French singer (1921–2021)

Renée Doria (13 February 1921 – 6 March 2021) was a French opera singer, one of the leading lyric coloratura sopranos of her era in France.

== Biography ==

Born Renée Dumazert in Perpignan, France, after a thorough musical training (piano, solfege, harmony) she turned to vocal study with Umberto Valdarmini, and made her singing debut in concert at the age of 18. Her official operatic debut took place in 1942, at the Opéra de Marseille, as Rosina in Il barbiere di Siviglia.

After singing Constance in Die Entführung aus dem Serail in Cannes under Reynaldo Hahn, and the three heroines (Olympia, Giulietta, Antonia) in Les contes d'Hoffmann in Strasbourg, opposite the great French bass-baritone Vanni Marcoux, she made her Paris debut at the Gaîté-Lyrique in 1943, as Lakmé, and the following year, made her debut at the Opéra-Comique, in the same role. Her debut at the Paris Opera in 1947, as the Queen of the Night in The Magic Flute, was highly successful. Other roles at that house included: Leila in Les pêcheurs de perles, the title role in Mireille, Marguerite in Faust, Juliette in Roméo et Juliette, Ophélie in Hamlet, Manon, Thaïs, as well as Fiordiligi in Così fan tutte, Gilda in Rigoletto, and Violetta in La traviata, etc. She appeared in the premiere of Rocio by Maurice Perez with Ninon Vallin in Mulhouse in 1949.

Doria also sang in baroque music such as Rameau's Les Indes galantes, and contemporary works, such as Ravel's L'heure espagnole, and Poulenc's Dialogues des Carmélites. In thirty years of career, Doria sang an estimated sixty roles. She retired from the stage after appearances as Susanna in Limoges in 1968.

Renée Doria made several recordings, most notably, complete studio recordings of Contes d'Hoffmann (1948), Thaïs (1961), Mireille (1962), Massenet's Sapho (1978), and excerpts from Rigoletto, Faust, and Manon, opposite Alain Vanzo, as well as recitals of arias and songs. Doria was noted for "highly expressive verbal shading... exquisite command of soft dynamics" and a "vibrant top extension".

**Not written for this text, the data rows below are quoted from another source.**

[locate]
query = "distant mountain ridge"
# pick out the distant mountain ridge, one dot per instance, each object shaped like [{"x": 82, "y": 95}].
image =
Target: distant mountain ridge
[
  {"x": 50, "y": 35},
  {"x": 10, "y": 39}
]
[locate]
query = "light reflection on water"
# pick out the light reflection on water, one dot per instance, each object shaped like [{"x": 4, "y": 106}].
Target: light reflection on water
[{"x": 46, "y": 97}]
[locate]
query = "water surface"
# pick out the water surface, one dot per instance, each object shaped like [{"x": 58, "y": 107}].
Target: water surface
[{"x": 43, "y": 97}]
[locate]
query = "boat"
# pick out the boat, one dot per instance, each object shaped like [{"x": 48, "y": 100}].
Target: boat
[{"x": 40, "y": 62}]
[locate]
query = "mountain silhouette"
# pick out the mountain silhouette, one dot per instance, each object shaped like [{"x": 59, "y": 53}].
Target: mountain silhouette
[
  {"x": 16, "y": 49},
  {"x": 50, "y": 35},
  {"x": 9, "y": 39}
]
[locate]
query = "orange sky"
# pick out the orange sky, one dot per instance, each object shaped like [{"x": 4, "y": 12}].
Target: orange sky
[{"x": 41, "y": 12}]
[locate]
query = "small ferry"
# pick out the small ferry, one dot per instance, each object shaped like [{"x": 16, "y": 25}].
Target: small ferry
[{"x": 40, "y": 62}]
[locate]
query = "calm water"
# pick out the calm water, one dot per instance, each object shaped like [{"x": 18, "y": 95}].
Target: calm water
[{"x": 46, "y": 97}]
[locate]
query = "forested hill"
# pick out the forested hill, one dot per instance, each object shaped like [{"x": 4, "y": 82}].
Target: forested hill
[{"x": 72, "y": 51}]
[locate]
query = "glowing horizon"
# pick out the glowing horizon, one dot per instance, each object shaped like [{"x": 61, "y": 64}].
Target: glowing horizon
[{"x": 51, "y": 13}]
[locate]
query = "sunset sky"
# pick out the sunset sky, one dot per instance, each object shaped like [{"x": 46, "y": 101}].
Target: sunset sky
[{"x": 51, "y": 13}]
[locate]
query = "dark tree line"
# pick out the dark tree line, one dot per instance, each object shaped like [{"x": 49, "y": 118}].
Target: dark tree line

She resided in La Celle-sur-Morin. Doria died in March 2021, less than a month after her 100th birthday.

== Sources ==

- Alain Pâris, Dictionnaire des interprètes et de l'interprétation musicale au XX siècle (2 vols), Ed. Robert Laffont (Bouquins, Paris 1982, 4th ed. 1995, 5th Edn 2004). ISBN 2-221-06660-X
- Rochet, Jean-Michel. Rencontre avec une musicienne née : Renée Doria, l'étoile de l'Opéra-Comique. Actu.fr. 2013-07-29.